TCU’s campus is filled with students who participate in various activities throughout the day, yet smoking is not a common one.
Though the number of smokers on campus is low, SGA is looking to ban smoking and model other smoke-free campuses like the University of Texas.
SGA members are furthering their support of a smoke-free campus after the House of Student Representatives failed to pass a resolution that would have strengthened the smoking laws already in place.
The 77-page student handbook states that students must smoke 25 feet away from any university building and violators are “subject to disciplinary action,” yet there is no enforcement or disciplinary action happening.
Some of the ashtrays are even close to the entrances of buildings and dormitories, contributing to the confusion and uncertainty of the handbook rules.

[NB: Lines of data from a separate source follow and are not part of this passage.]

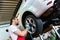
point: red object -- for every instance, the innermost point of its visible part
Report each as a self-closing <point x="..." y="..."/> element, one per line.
<point x="49" y="2"/>
<point x="21" y="38"/>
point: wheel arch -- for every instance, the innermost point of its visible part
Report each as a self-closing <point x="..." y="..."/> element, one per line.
<point x="25" y="14"/>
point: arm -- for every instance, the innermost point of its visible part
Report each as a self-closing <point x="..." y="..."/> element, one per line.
<point x="21" y="33"/>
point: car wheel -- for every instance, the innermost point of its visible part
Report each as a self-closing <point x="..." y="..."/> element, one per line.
<point x="35" y="24"/>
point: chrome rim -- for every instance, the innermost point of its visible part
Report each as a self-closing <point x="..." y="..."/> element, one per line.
<point x="30" y="21"/>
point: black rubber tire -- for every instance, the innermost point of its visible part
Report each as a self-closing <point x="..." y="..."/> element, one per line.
<point x="39" y="25"/>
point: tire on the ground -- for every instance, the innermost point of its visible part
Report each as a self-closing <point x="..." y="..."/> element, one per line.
<point x="39" y="25"/>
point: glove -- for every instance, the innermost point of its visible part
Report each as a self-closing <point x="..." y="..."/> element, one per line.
<point x="28" y="27"/>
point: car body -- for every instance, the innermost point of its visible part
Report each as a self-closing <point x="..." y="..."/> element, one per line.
<point x="36" y="7"/>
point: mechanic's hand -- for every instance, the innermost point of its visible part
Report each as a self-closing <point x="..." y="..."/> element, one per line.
<point x="28" y="27"/>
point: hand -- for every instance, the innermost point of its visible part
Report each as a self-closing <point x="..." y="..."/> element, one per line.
<point x="28" y="27"/>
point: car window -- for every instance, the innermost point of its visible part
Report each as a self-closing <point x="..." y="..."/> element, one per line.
<point x="7" y="8"/>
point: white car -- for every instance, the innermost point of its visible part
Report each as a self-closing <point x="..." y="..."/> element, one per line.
<point x="34" y="13"/>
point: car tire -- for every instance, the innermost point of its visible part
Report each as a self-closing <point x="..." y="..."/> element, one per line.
<point x="38" y="23"/>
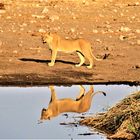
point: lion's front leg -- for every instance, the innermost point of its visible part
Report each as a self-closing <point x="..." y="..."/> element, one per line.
<point x="54" y="53"/>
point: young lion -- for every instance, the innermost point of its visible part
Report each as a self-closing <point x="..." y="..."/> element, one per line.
<point x="58" y="106"/>
<point x="80" y="46"/>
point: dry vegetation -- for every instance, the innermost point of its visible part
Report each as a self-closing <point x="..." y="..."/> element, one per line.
<point x="121" y="121"/>
<point x="112" y="27"/>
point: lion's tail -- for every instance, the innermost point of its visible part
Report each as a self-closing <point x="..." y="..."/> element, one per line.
<point x="99" y="92"/>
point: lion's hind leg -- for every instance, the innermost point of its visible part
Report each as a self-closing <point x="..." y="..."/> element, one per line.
<point x="82" y="59"/>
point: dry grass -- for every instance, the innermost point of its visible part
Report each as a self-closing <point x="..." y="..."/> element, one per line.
<point x="121" y="121"/>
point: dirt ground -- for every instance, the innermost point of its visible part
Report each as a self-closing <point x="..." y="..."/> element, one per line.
<point x="112" y="27"/>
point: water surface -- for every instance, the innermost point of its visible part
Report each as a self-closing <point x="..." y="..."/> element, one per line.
<point x="20" y="109"/>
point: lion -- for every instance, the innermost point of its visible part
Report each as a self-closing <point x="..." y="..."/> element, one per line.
<point x="58" y="106"/>
<point x="80" y="46"/>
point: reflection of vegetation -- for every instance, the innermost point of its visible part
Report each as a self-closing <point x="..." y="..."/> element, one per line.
<point x="121" y="121"/>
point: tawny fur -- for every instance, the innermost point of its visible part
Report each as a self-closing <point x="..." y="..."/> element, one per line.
<point x="80" y="46"/>
<point x="57" y="106"/>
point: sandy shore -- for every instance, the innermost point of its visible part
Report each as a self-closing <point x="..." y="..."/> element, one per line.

SGA should reevaluate the failure of this resolution and use it as a means to inform students and enforce the current rules in the handbook.
TCU has made rules and not followed them. SGA should pass legislation that carries out the rules in place now, that students must be 25 feet away from any entrance. Students are not aware of the rules hidden in the dense handbook and better communication is necessary.
Also, designated smoking areas are not solutions either. Since there are low numbers of smokers on campus, putting them all in one spot would draw more attention to the act of smoking.
Students with asthma will be more effected by a large number of smokers in one area, versus people scattered around campus smoking in accordance with the handbook rules.
People should have the right to smoke on a campus that also allows students who are 21 years old to drink in an on-campus facility with others that are of the legal age.
Overall, a smoking ban would create more tension between those that don’t smoke and those that do.
When something is banned, it makes people want to do it more.
Smokers on campus are not going to stop smoking completely, they are going to find alternative ways. It is going to cause more trouble than it’s worth.
As the SGA committee meets with Kathy Cavins-Tull, vice chancellor for student affairs, to draft a policy that works for the university, they need to keep the specific situation of TCU’s campus in mind.
TCU does not have a smoking problem. With better communication and stronger enforcement of the existing handbook rules, the students who choose to smoke will be able to freely and respectably smoke on campus.
Executive Editor Abbie Maynard for the editorial board.